Ça peut t'aider pour d'autres verbes. 

Bisous,

Gévy


----------



## Víctor Pérez

balibamba said:


> J'ai du mal avec l'impératif!


 
Méfie-toi ici de l'impératif! 

Si tu t'adresses à plusieurs personnes que tu tutoies (vosotros), tu devras dire: *no dudéis en venir*.


----------



## Pohana

Víctor Pérez said:


> Méfie-toi ici de l'impératif!
> 
> Si tu t'adresses à plusieurs personnes que tu tutoies (vosotros), tu devras dire: *no dudéis en venir*.



Bonjour:

   No dudéis en venir, o _no duden en venir _si les tuteas o no (al menos en Venezuela es inusual utilizar la conjugación clásica para la 2 persona del plural)

  Bizzz

  Pohana


----------



## Víctor Pérez

Pohana said:


> No dudéis en venir, o _no duden en venir _si les tuteas o no (al menos en Venezuela es inusual utilizar la conjugación clásica para la 2 persona del plural)


 
Por supuesto.

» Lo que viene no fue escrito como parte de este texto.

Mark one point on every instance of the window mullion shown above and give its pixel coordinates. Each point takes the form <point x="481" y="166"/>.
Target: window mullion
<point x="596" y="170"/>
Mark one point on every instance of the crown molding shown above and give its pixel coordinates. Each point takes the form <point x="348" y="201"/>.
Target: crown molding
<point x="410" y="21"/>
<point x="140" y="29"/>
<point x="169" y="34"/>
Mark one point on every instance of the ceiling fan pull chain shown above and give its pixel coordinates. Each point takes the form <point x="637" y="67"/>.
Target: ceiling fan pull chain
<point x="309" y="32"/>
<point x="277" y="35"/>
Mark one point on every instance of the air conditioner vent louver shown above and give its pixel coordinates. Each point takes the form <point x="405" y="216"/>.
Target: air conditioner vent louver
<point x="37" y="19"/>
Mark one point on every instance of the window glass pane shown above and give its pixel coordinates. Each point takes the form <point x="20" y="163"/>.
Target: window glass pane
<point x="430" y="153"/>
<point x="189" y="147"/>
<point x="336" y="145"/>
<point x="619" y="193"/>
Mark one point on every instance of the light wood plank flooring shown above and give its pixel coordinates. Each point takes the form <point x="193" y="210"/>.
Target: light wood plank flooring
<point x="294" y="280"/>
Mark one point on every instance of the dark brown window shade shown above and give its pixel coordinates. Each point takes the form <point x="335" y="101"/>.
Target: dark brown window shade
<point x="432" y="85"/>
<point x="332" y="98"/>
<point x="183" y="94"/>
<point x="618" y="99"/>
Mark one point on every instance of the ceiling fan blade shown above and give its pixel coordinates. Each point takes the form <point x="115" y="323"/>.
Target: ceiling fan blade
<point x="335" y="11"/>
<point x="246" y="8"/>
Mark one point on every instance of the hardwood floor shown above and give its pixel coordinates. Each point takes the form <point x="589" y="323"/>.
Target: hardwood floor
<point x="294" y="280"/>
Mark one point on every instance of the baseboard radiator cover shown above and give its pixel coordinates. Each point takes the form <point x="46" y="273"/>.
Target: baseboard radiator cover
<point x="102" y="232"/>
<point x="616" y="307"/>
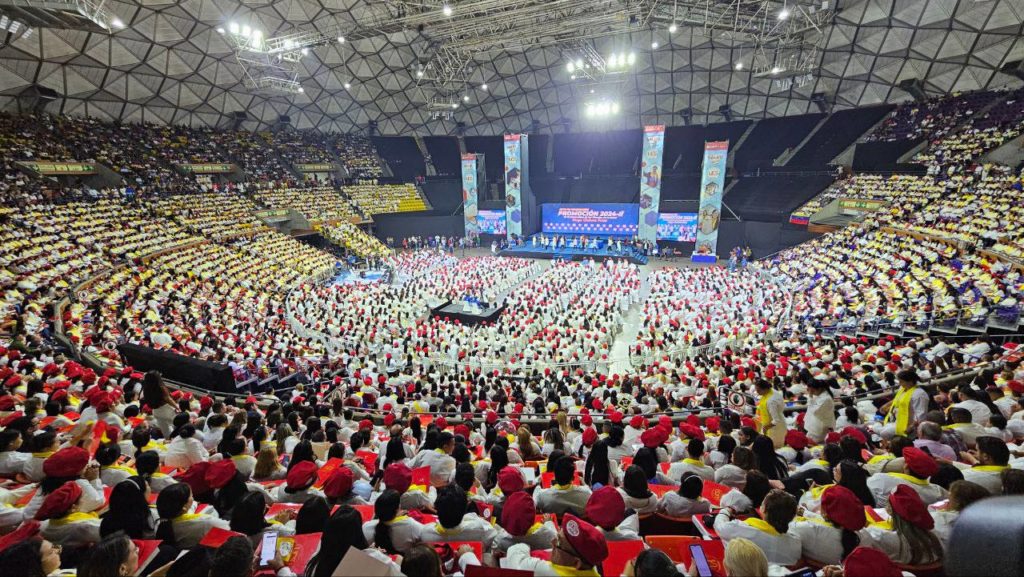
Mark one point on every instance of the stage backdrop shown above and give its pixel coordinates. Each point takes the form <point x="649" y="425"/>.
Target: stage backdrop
<point x="677" y="227"/>
<point x="650" y="180"/>
<point x="469" y="184"/>
<point x="601" y="219"/>
<point x="513" y="184"/>
<point x="491" y="221"/>
<point x="712" y="184"/>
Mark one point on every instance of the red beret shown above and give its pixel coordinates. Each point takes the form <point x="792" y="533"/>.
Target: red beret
<point x="58" y="502"/>
<point x="589" y="436"/>
<point x="797" y="439"/>
<point x="28" y="530"/>
<point x="865" y="562"/>
<point x="906" y="503"/>
<point x="510" y="481"/>
<point x="301" y="476"/>
<point x="339" y="484"/>
<point x="7" y="403"/>
<point x="518" y="512"/>
<point x="652" y="438"/>
<point x="67" y="462"/>
<point x="195" y="477"/>
<point x="397" y="477"/>
<point x="920" y="462"/>
<point x="855" y="434"/>
<point x="220" y="474"/>
<point x="606" y="508"/>
<point x="843" y="507"/>
<point x="585" y="539"/>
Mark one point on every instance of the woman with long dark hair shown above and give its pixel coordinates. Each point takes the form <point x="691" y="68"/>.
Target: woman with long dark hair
<point x="389" y="530"/>
<point x="156" y="396"/>
<point x="342" y="532"/>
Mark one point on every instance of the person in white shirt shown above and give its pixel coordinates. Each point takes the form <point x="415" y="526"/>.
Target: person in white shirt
<point x="392" y="532"/>
<point x="453" y="522"/>
<point x="770" y="533"/>
<point x="820" y="416"/>
<point x="184" y="450"/>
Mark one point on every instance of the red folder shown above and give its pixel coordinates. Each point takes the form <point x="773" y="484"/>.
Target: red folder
<point x="621" y="552"/>
<point x="216" y="537"/>
<point x="329" y="467"/>
<point x="714" y="492"/>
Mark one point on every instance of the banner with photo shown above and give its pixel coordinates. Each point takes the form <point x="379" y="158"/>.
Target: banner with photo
<point x="469" y="195"/>
<point x="677" y="227"/>
<point x="491" y="221"/>
<point x="513" y="186"/>
<point x="712" y="186"/>
<point x="650" y="180"/>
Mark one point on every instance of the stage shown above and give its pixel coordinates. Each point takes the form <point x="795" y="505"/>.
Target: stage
<point x="603" y="251"/>
<point x="466" y="315"/>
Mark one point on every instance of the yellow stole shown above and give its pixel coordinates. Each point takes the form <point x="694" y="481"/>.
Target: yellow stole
<point x="761" y="525"/>
<point x="76" y="517"/>
<point x="763" y="409"/>
<point x="901" y="404"/>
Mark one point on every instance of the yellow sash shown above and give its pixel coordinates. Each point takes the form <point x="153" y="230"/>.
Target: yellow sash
<point x="908" y="478"/>
<point x="563" y="571"/>
<point x="761" y="525"/>
<point x="76" y="517"/>
<point x="186" y="517"/>
<point x="763" y="409"/>
<point x="901" y="404"/>
<point x="990" y="468"/>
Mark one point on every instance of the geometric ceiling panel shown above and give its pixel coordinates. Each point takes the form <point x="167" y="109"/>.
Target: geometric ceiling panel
<point x="171" y="65"/>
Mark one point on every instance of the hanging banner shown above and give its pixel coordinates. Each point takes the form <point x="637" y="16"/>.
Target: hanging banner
<point x="469" y="195"/>
<point x="712" y="184"/>
<point x="650" y="180"/>
<point x="513" y="186"/>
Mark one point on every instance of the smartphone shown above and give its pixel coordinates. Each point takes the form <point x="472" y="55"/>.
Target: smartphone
<point x="269" y="548"/>
<point x="704" y="570"/>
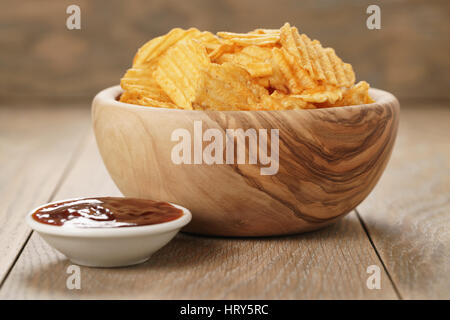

Yo me refería a cómo se dice en España, claro.


----------



## JaimeMerodio

*NUEVA PREGUNTA*
Hilos unidos​
Alguien podría decirme por favor cómo traducir este "n´hesitez pas" por fiii ?

El contexto es:  Vous avez des besoins en recrutement urgent ou dans un futur proche ? *N'hésitez pas* à nous faire parvenir le formulaire ci-dessous.

Es que me suena un poco ambiguo traducirlo como No dude en. ¿Podría alguien darme una traducción más acertada?


----------



## All cats are grey

Hola,

Yo suelo traducirlo como "no duden" (en contactarme, etc...).


----------



## normaelena

JaimeMerodio said:


> Alguien podría decirme por favor cómo traducir este "n´hesitez pas" por fiii ?
> 
> El contexto es: Vous avez des besoins en recrutement urgent ou dans un futur proche ? *N'hésitez pas* à nous faire parvenir le formulaire ci-dessous.
> 
> Es que me suena un poco ambiguo traducirlo como No dude en. ¿Podría alguien darme una traducción más acertada?


 
No vacilen en . . .

No vacile


----------



## All cats are grey

Vacilar tiene en mi opinión una connotación de fragilidad que no me gusta mucho...

Pero del punto de vista gramatical, me parece correcto.


----------



## JaimeMerodio

D´accord! Mil graciasss


----------